In this article I’m going to explain how to install a vintage frame lock on your bicycle.
Frame locks, also known as ring locks, are the most user-friendly locks available for bicycles. Frame locks are usually found on normal city bikes and touring bikes, not road bikes, mtb’s, or even small children bikes.
Let’s get started.
What’s a frame lock
You can recognize old frame locks because of their characteristic round form. And the rectangular keys with a short 90 degree angle at the end. Of course frame locks come in more varieties than the one just mentioned.
Frame lock mounts
During the eighties frames started to accommodate these types of locks with dedicated frame bosses for easy installation. If your frame doesn’t have these bosses, because it’s too old, you’ll need special adapters and bolts to fit the lock. Although vintage frame locks are hard to find, these adapter sets are still made and sold.

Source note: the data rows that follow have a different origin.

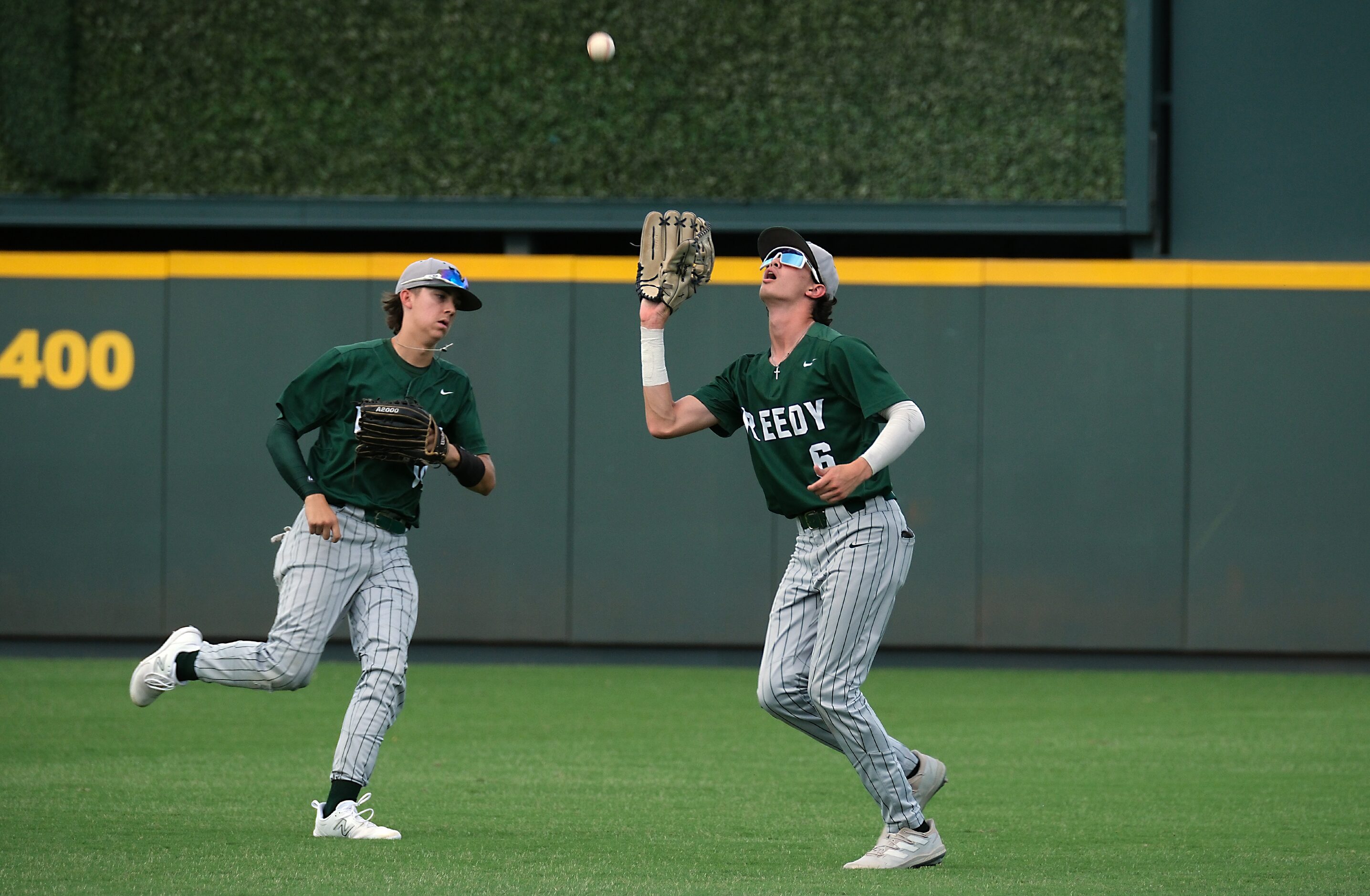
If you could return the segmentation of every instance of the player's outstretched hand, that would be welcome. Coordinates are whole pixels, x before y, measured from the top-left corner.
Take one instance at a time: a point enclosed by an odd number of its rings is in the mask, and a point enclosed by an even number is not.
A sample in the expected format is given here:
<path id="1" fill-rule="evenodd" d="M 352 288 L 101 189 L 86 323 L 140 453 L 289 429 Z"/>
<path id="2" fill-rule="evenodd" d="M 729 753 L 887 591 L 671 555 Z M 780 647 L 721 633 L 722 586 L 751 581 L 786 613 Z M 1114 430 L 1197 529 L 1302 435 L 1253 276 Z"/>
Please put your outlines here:
<path id="1" fill-rule="evenodd" d="M 808 486 L 810 492 L 818 495 L 829 504 L 847 500 L 856 486 L 869 480 L 873 473 L 864 458 L 856 458 L 851 463 L 840 463 L 836 467 L 814 467 L 818 482 Z"/>
<path id="2" fill-rule="evenodd" d="M 643 299 L 638 303 L 637 319 L 648 330 L 663 330 L 666 329 L 666 319 L 671 316 L 671 310 L 662 301 L 648 301 Z"/>
<path id="3" fill-rule="evenodd" d="M 322 495 L 310 495 L 304 499 L 304 518 L 310 522 L 311 536 L 319 536 L 333 543 L 342 540 L 338 515 L 329 506 L 329 499 Z"/>

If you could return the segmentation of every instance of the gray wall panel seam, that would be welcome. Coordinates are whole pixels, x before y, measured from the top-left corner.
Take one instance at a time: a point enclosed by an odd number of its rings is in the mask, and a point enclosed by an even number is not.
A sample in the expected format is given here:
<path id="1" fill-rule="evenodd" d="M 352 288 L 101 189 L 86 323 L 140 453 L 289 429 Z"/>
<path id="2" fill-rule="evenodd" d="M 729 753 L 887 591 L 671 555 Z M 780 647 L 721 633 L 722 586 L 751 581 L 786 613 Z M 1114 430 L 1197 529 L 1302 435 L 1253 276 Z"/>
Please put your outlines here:
<path id="1" fill-rule="evenodd" d="M 1189 495 L 1193 488 L 1193 332 L 1195 293 L 1185 289 L 1185 404 L 1184 404 L 1184 480 L 1180 515 L 1180 649 L 1189 648 Z"/>
<path id="2" fill-rule="evenodd" d="M 566 321 L 566 593 L 562 640 L 571 644 L 575 608 L 575 284 L 571 284 Z"/>
<path id="3" fill-rule="evenodd" d="M 158 558 L 158 581 L 159 581 L 159 604 L 158 604 L 158 621 L 164 632 L 167 629 L 167 460 L 170 456 L 170 406 L 171 406 L 171 281 L 162 281 L 162 458 L 160 473 L 162 473 L 162 500 L 160 500 L 160 526 L 159 533 L 159 558 Z"/>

Axa also sells newer types of frame lock mounts called flex mounts. They work the same way without the vintage look.
Installing the vintage frame lock
Installing a frame lock is relatively easy and can be done in 10 minutes or less using the proper equipment.
Step 1. Getting the frame lock in place
I installed the vintage frame lock on my wife’s Ricardo Sport 3-speed from 1976. The width of the lock opening at the bottom is smaller than the diameter of the bicycle’s rear fender. That means you have to get the frame lock in place moving it in sideways. I’d already mounted dress guards. And I had to slightly move these dress guards first so I could get the lock in where the dress guards side dips inwards.
Step 2. Installing the frame lock mounts
The following step is to get both frame lock mounts in place and to bolt the frame lock in place.
If you have them you can add a serrated lock washer which prevents the bolt from loosening. These can be found at your local hardware store or LBS.
Step 3. Aligning the frame lock
Before you completely tighten down the bolts make sure the frame lock sits straight over your rear wheel. This is best achieved by standing over it and looking down to see if both arms are equally spaced from the wheel. If you’re happy with the result you can proceed to tighten down the frame lock and you’re done!